The appropriation was part of an overall $297 million appropriated for San Gabriel Valley-area transportation initiatives.
The funds were tied up in the 710 freeway extension project. Its demise resulted in their reallocation to mobility improvement projects aimed at resolving the same traffic problems the original project was proposed to fix.
The process of finding new uses for what were Measure R funds started back in May 2017 with a Metro Board motion. Planning, study and environmental review were all part of the road to paving for the roads.
“It’s been our contention, for a long time, that there were a lot of important transportation improvement and traffic flow improvement projects that could be getting done that weren’t because the region was paralyzed by the specter of the 710 project,” said Pasadena Mayor Terry Tornek in an interview last week.
He observed that the $137 sum reallocated for Pasadena-area projects, “is not chump change.
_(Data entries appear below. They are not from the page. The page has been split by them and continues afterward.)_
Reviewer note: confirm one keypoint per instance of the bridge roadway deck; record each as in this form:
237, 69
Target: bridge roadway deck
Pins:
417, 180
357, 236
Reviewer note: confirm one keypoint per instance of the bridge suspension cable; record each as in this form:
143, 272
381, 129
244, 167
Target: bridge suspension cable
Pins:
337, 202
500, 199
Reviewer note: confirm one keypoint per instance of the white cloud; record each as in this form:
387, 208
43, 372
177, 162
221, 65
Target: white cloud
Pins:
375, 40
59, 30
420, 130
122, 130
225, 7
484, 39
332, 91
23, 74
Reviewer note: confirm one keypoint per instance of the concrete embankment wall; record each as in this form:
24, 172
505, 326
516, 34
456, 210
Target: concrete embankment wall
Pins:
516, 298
It’s a pretty big chunk out of the total list.”
The funding, Tornek emphasized, is not merely for road work, rather is geared to making “critical decisions in the transportation network that will make it easier for people to get around.”
The biggest recipient, he pointed out, was the Gold Line grade separation project at California Boulevard. Metro set aside $125 million for right-of-way and construction.
“That’s a critical project for us,” said Tornek.
Board meeting documents said the Gold Line intersection with California Boulevard causes congestion while cutting off pedestrian and bicycle connectivity between neighborhoods east and west of the train tracks.
Most of the projects funded by Metro were on Pasadena’s SR 710 North Early Action Project “wish list” sent by the Council to Metro in January 2018.
A project to modify intersections at the California Boulevard 710 Freeway offramps and the Pasadena Avenue northbound onramp got $2.6 million. That project could result in the closureof the 710 Freeway southbound offramp which currently empties onto South Saint John Avenue and California Boulevard.
Additionally, $850,000 were reallocated for an upgrading of the traffic signal at Fair Oaks Avenue and Bellevue Drive.
The Walnut Street Corridor Signal Improvement Project was the recipient of another $4.1 million.
A project upgrading flow throughout Pasadena with new traffic signal controllers and cabinets, fiber-optics communication, and signal preemption technology, is slated to receive a $3.8 million boost.
“We’ve been criticized for only focusing on bicycle lanes and pedestrian enhancements, and they are an important part of the Complete Streets strategy,” said Tornek. “But we haven’t forgotten that the vast majority of people get around in their cars and all of these projects relate to improving vehicular transportation in Pasadena.”